48 years give {48 + 12} = 60 = 4 odd days.

[∵ For ordinary years → 48 odd days and for leap year 1 more day (48 ÷ 4) = 12 odd days; 60 = 7 × 8 + 4]From 1st January to 15th August 1949

Odd days :

January – 3

February – 0

March – 3

April – 2

May – 3

June – 2

July –3

August – 1

17 => 3 odd days.

∴ 15th August 1949 → 1 + 4 + 3 = 8 = 1 odd day.

This means that 15th Aug. fell on 1st day. Therefore, the required day was Monday.

**Example 7**

**7. How many times does the 29th day of the month occur in 400 consecutive years?**

**Sol.** In 400 consecutive years, there are 97 leap years. Hence,in 400 consecutive years, February has the 29th day 97 times and the remaining eleven months have the 29th day 400 × 1100 = 4400 times

∴ The 29th day of the month occurs (4400 + 97) or 4497 times.

**Example 8**

**8. Today is 5th February. The day of the week is Tuesday. This is a leap year. What will be the day of the week on this date after 5 years?**

**Sol.** This is a leap year. So, next 3 years will give one odd day each. Then leap year gives 2 odd days and then again next year give 1 odd day.

Therefore (3 + 2 + 1) = 6 odd days will be there.

Hence the day of the week will be 6 odd days beyond Tuesday, i.e., it will be Monday.

**Example 9**

**9. What day of the week was 20th June 1837 ?**

**Sol.** 20th June 1837 means 1836 complete years + first 5 months of the year 1837 + 20 days of June.

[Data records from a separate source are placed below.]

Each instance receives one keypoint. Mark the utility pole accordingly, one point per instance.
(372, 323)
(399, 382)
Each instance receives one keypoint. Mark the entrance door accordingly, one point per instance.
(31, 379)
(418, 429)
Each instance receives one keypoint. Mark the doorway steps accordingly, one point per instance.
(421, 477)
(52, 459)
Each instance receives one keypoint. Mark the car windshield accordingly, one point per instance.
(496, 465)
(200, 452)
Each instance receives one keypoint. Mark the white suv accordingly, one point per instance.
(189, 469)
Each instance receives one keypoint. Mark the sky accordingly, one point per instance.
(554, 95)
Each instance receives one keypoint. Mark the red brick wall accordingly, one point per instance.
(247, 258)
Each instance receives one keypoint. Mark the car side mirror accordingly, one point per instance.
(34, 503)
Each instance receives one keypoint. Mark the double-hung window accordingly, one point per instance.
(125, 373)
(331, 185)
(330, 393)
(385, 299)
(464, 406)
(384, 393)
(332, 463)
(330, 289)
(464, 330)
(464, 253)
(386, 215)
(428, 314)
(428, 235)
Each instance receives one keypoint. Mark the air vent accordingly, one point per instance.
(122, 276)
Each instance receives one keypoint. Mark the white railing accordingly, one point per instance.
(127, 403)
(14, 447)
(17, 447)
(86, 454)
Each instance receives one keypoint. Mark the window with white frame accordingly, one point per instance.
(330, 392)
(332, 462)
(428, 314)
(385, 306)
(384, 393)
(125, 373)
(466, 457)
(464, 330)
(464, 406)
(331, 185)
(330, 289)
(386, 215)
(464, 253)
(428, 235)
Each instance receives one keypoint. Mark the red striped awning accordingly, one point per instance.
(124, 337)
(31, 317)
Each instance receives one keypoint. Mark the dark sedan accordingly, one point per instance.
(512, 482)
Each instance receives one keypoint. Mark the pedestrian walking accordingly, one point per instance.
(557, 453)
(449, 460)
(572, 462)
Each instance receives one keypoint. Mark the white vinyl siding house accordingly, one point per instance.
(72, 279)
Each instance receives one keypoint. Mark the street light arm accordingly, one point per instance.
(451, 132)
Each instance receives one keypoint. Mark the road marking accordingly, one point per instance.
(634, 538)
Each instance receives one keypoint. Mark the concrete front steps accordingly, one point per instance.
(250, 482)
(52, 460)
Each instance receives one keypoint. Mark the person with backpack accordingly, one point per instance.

1600 years give no odd days.

200 years give 3 odd days.

36 years give (36 + 9) or 3 odd days.

1836 years give 6 odd days.

From 1st January to 20th June there are 3 odd days.

Odd days :

January : 3

February : 0

March : 3

April : 2

May : 3

June : 6

-----------------

17

Therefore, the total number of odd days = (6 + 3) or 2 odd days.

This means that the 20th of June fell on the 2nd day commencing from Monday. Therefore, the required day was Tuesday.